Concrètement, les demandeurs d’emploi entrant dans le régime d’assurance-chômage à partir du 1er février prochain verront leur durée d’indemnisation diminuer de 25%. En clair, « un demandeur d’emploi qui a cotisé vingt-quatre mois sera indemnisé dix-huit », a détaillé le ministre. La mesure paraît rude, mais plusieurs garde-fous ont cependant été intégrés à la réforme. Primo: les droits des allocataires seront pleinement rétablis si le chômage passe en période « rouge », c’est-à-dire s’il dépasse les 9% – contre 7,3% aujourd’hui – selon les critères du Bureau international du travail, ou s’il augmente de 0,8 point sur un seul trimestre. Secundo: une période d’indemnisation minimale de six mois est garantie. Tertio: afin de protéger les demandeurs d’emploi n’ayant pas retrouvé de travail et arrivant en fin de droit en période « rouge », leur durée d’indemnisation sera prolongée de 25% « à hauteur de la réduction initiale liée à l’application du coefficient de conversion ». Quarto: pour repasser dans le vert, les indicateurs devront être inférieurs aux seuils fixés pendant trois trimestres et en cas d’atteinte du plein-emploi, des cliquets plus sévères pourraient même être appliqués.

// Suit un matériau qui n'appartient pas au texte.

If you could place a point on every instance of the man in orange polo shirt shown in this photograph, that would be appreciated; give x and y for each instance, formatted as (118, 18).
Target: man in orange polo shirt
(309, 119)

Une absence de poids parmi ces dispositifs de sécurité: il n'y a pas de dispositif spécifique concernant les seniors, qui seront donc soumis aux mêmes règles que les autres demandeurs d'emploi, alors qu’ils appartiennent à une catégorie particulièrement touchée par le chômage de longue durée.

Négociations

Selon Olivier Dussopt, l’application de la réforme devrait permettre la création de « 100.000 à 150.000 emplois nouveaux » – à titre de comparaison, 83.000 l’ont été lors du dernier trimestre – et générer quelque 4 milliards d’euros d’économies pour l’Unédic. Les règles présentées par le ministre du Travail seront valables, mais d’ici là, les partenaires sociaux seront invités, fin 2023, à réengager une nouvelle négociation sur la prochaine convention d’assurance chômage. Ils ont la possibilité de modifier le seuil de déclenchement de la modulation de la durée d’indemnisation, le taux ou le coefficient… mais pas le principe de la contracyclicité, inscrit dans le marbre. Ce n’est d’ailleurs pas le seul sujet dont les partenaires sociaux ont été invités à s’emparer par Olivier Dussopt, puisqu’ils sont désormais incités à se pencher sur l’épineuse question de la gouvernance de l’Unédic, ce que les organisations syndicales perçoivent déjà comme l’amorce de l’étatisation du régime.